A mixture of the crude compound 5 methyl 2-(bromomethyl)-5-fluoro-2-methyl-3-nitrobenzoate (4.5 g) in 1,4-dioxane (15 mL) and water (3 mL) was heated to reflux overnight. TLC (petroleum ether/EtOAc=5:1) showed the starting material was consumed completely. Dioxane was removed under reduced pressure. The residue was extracted with EtOAc (15 mL×4).The combined organic layers were washed with brine, dried over Na₂SO₄, concentrated to give the crude product. The crude product was purified by gel chromatography (petroleum ether to petroleum ether/EtOAc=5/1) to give compound 6, 6-fluoro-4-nitroisobenzofuran (2.3 g, 83.3% yield, two steps) as a white solid. ¹H NMR (400 MHz, CDCl₃): δ (ppm) 8.25; (dd, J=7.8, 2.2 Hz, 1H), 7.97; (dd, J=6.0, 2.0 Hz, 1H), 5.12; (d,J=2.0 Hz, 2 H).
To a mixture of compound 6 (500 mg,2.54 mmol, 1.0 eq.) and compound 7a (535 mg, 3.24 mmol, 1.3 eq. prepared in Scheme 4) in anhydrous 2-Me-THF (15 mL) under inert atmosphere was added Ac₂O (1.75 mL,18.52 mmol, 7.3 eq.) dropwise. The mixture was heated to 45° C., then Et₃N (0.46 mL, 3.3 mmol) was added into the mixture. And the mixture was stirred at this temperature for additional 5 hours. After that TLC (petroleum ether/EtOAc=5/1) showed the starting material was consumed completely, the mixture was cooled to 20° C. and water (10 mL) was added dropwise. The product was collected by filtered and washed with 2-Me-THF (2 mL). The precipitate was dried in vacuo to give compound 8a (340 mg, 45.7% yield) as a yellow solid. ¹HNMR (400 MHz, d⁶-DMSO): δ (ppm) 8.60; (dd, J=8.8, 2.0 Hz, 1H), 8.43; (dd, J=6.4, 2.4 Hz, 1H), 8.11; (s, 1 H), 7.16; (s, 1 H). MS: 294; (M+H⁺).

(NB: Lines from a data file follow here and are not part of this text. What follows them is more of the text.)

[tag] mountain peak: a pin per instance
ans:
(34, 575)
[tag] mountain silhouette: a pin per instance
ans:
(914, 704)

The compound 7a can be synthesized according to the route of the above scheme (Scheme 4). To a mixture of 1H-1,2,4-triazole (1.0 g, 14.48 mmol, 1.0 eq.) in MeOH (30 mL) was added MeONa (1.17 g , 21.72 mmol, 1.5 eq.). The mixture was stirred at room temperature for 30 minutes, then heated to 45° C. CD₃I (6.30 g, 43.44 mmol, 3.0 eq.) was added dropwise into the above reaction mixture at room temperature. The reaction mixture was stirred for additional 12 hours at room temperature. After that TLC (DCM/MeOH=10/1) showed the starting material was consumed completely, the mixture was concentrated in vacuo to give the crude product. The crude product was purified by gel chromatography (DCM/MeOH=20/1) to give compound 12a (420 mg, 33.7% yield) as a colorless oil.
The suspension of compound 12a (420 mg, 4.88 mmol, 1.0 eq.), 2-methyl-THF (10 mL) and DMF (0.5 mL) was cooled to an internal temperature of about 0° C. Then LiHMDS (5.86 mL, 1.0 M in THF) was added dropwise. During the addition of the LiHMDS, the desired compound was 7a was precipitated as the 2-methyl-THF or THF solvate. Then the mixture was cooled to about −30 ° C. and stirred for about 30 minutes at an internal temperature of about 0° C. The precipitate crystals were removed from the reaction mixture by filtration and washed with 2-methyl-THF. The product, compound 7a as the 2-methyl-THF solvate was dried under vacuum to give compound 7a (760 mg).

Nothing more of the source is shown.